Typhoid fever, when properly treated, is not fatal in most cases. Antibiotics, such as Ampicillin,
chloramphenicol, Trimethoprm-sulfamethexazole, Amoxacillin, and ciprofloxacin, have been
commonly used to treat typhoid fever. Treatment of the disease with antibiotics reduces the case-
fatality rate to about 1%.
6. Without treatment, some patients develop sustained fever, bradycardia, hepatosplenomegaly,
abdominal symptoms, and occasionally, pneumonia. In white-skinned patients, pink spots, which
fade on pressure, appear on the skin of the trunk in up to 20% of cases. In the third week,
untreated cases may develop gastrointestinal and cerebral complications, which may prove fatal
in up to 10–20% of cases.
The highest case fatality rates are reported in children under 4 years.
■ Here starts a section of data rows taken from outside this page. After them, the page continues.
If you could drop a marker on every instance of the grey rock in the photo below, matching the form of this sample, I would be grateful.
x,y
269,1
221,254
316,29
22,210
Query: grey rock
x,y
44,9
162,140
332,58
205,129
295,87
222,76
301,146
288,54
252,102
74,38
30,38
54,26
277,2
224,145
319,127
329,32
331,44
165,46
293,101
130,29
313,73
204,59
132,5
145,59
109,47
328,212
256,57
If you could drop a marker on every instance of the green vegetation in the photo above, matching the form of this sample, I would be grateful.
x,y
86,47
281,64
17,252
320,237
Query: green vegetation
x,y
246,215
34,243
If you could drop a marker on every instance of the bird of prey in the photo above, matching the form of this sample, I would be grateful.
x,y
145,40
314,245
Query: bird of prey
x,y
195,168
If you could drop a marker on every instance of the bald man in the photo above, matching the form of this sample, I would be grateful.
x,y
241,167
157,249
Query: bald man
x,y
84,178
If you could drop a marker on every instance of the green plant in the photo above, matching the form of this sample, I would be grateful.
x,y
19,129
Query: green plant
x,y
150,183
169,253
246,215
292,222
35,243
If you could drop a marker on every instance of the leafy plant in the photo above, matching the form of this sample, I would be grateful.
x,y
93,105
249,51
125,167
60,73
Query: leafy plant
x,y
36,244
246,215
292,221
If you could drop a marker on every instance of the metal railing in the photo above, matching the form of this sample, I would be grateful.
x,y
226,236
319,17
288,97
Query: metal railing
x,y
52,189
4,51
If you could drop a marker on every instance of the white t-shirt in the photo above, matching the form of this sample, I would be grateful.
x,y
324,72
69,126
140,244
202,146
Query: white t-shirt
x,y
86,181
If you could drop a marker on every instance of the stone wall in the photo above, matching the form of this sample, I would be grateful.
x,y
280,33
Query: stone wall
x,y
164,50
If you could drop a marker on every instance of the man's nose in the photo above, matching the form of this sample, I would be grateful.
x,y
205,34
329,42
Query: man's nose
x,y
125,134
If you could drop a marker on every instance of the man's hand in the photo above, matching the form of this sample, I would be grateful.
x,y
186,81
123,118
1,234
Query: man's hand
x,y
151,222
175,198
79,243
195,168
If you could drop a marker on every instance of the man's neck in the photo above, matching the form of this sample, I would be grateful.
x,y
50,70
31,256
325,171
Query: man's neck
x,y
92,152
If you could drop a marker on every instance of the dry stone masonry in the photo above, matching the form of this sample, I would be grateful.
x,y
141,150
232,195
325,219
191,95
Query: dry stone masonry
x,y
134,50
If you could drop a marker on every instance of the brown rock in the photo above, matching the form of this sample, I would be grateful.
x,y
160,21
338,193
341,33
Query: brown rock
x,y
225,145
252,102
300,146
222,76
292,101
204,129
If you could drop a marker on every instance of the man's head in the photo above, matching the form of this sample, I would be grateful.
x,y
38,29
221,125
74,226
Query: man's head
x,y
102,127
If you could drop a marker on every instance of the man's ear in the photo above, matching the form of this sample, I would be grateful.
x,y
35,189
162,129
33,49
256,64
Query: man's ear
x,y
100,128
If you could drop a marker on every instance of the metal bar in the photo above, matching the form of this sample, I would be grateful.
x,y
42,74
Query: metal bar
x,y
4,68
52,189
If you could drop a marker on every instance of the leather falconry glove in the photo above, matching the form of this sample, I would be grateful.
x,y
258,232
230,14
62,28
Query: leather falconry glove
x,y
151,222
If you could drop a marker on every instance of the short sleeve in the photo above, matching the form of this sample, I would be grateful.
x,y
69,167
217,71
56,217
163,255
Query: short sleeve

Around 2–5% of those who contract typhoid fever become chronic carriers, as bacteria persist in
the biliary tract after symptoms have resolved.
Surgery
Surgery is usually indicated if intestinal perforation occurs. One study found a 30-day mortality
rate of 9% (8/88), and surgical site infections at 67% (59/88), with the disease burden borne
predominantly by low-resource countries.
For surgical treatment, most surgeons prefer simple closure of the perforation with drainage of
the peritoneum. Small-bowel resection is indicated for patients with multiple perforations. If
antibiotic treatment fails to eradicate the hepatobiliary carriage, the gallbladder should be
resected. Cholecystectomy is sometimes successful, especially in patients with gallstones, but is
not always successful in eradicating the carrier state because of persisting hepatic infection.